Selon lui, bien qu’une loi ait été adoptée en 2011 pour protéger la culture des Pygmées, partie du patrimoine national, rien de concret n’est fait par les autorités.

L’objectif du musée est, soutient M. Etat, de "défendre la sauvegarde de la culture des autochtones".

Pour ce faire, il organise des journées portes ouvertes pour les élèves des écoles de Brazzaville en vue de leur enseigner ce qu’est la culture pygmée.

Des objets utilitaires dans la vie quotidienne des pygmées sont exposés dans son musés où la musique et les chansons sont constamment jouées.

M. Eta explique aux écoliers et autres visiteurs à quoi servent ces objets.

"Nous avons par exemple des lances pour la chasse, des luminaires pour éclairer, des nasses, des nattes suspendues qui servent de lit mais qui servaient autrefois de cercueil ; il y a aussi des jupes en raphia, des lianes… ", affirme M. Eta.
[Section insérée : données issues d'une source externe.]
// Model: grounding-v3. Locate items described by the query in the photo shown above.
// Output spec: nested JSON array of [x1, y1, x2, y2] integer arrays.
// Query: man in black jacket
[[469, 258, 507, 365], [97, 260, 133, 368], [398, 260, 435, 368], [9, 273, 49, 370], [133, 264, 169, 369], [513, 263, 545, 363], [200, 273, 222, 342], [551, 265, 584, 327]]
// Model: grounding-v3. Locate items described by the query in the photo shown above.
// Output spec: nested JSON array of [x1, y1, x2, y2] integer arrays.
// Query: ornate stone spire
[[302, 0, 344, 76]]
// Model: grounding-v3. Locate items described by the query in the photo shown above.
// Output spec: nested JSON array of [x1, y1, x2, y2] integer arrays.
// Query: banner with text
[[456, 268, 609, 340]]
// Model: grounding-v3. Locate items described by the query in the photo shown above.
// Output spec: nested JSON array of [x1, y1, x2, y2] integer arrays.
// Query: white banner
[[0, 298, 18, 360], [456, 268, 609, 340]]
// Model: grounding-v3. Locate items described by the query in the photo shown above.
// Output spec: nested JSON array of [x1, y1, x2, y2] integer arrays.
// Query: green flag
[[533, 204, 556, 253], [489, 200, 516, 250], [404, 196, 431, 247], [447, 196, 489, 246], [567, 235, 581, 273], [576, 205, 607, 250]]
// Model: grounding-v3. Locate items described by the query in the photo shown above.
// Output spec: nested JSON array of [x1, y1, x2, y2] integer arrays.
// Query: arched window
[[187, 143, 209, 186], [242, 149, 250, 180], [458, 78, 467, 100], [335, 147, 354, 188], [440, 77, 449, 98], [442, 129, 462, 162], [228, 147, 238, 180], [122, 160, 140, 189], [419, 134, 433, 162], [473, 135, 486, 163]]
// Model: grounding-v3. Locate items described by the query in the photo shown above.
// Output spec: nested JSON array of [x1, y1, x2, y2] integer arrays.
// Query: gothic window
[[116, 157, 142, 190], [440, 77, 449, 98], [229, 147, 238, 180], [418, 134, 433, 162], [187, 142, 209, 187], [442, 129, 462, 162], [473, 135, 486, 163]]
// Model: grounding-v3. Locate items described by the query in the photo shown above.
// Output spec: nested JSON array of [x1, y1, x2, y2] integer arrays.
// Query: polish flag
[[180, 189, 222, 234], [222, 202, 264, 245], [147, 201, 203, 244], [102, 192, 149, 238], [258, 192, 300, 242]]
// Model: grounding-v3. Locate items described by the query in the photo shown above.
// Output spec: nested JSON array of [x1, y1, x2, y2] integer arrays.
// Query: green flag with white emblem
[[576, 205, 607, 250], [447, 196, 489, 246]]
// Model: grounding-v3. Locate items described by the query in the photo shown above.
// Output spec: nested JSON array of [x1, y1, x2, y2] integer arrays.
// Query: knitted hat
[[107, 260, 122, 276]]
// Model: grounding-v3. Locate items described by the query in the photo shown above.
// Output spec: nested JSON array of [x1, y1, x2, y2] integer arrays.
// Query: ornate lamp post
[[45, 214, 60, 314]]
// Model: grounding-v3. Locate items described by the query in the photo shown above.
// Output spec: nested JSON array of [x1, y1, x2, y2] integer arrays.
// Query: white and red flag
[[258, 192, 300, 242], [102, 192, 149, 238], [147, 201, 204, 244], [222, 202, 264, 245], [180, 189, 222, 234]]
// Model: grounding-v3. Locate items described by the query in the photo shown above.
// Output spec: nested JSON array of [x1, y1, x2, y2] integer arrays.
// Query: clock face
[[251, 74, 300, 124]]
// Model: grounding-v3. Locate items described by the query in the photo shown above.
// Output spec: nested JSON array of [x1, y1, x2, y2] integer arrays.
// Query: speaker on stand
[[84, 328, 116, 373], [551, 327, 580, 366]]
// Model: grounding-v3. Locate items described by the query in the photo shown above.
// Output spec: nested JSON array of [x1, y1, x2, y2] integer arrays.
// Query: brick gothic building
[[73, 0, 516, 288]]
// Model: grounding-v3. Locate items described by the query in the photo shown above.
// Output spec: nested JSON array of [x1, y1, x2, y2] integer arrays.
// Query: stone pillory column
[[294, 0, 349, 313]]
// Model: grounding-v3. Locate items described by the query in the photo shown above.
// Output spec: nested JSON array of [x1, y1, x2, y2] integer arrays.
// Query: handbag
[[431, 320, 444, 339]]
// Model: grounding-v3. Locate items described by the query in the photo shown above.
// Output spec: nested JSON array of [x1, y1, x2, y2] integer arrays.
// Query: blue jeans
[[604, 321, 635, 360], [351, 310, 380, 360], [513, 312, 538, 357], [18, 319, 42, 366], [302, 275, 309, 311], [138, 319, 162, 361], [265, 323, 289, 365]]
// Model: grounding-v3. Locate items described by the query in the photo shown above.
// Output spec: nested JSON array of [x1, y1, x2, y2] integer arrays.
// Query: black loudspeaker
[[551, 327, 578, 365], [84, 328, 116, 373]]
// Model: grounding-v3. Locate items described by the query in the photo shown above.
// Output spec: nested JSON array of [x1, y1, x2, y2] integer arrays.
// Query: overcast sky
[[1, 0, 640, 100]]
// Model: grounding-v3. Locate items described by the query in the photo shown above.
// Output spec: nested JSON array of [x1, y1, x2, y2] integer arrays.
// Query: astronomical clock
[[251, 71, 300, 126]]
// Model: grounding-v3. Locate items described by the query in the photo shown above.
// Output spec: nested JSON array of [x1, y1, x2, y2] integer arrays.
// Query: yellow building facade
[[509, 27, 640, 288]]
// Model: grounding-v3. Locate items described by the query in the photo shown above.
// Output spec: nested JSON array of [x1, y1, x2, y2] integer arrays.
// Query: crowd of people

Contents d’avoir appris entre autres une façon différente de cuisiner les feuilles de manioc, les écoliers trouvés sur le lieu reprennent en chœur une mélodie Pygmée qu’ils viennent d’écouter.

"Maintenant je sais par exemple qu’on ne doit pas toujours piler les feuilles de manioc mais qu’on les ébrécher en les frottant contre de la liane", indique une écolière tout sourire.

Pour sa part, Rock Eloge Nzobu qui travaille aussi pour la défense des Pygmées prévient que la menace de l’extension de la culture Pygmée ne vient pas que des exploitants forestiers, des conservateurs ou des agro-plantations mais plutôt aussi des populations Bantoues.

"De plus en plus qu’il y a des brassages entre les autochtones et les Bantous, les autochtones ont plutôt tendance à commencer à imiter les Bantous et ainsi, à délaisser leur propre culture", se plaint M. Nzobu.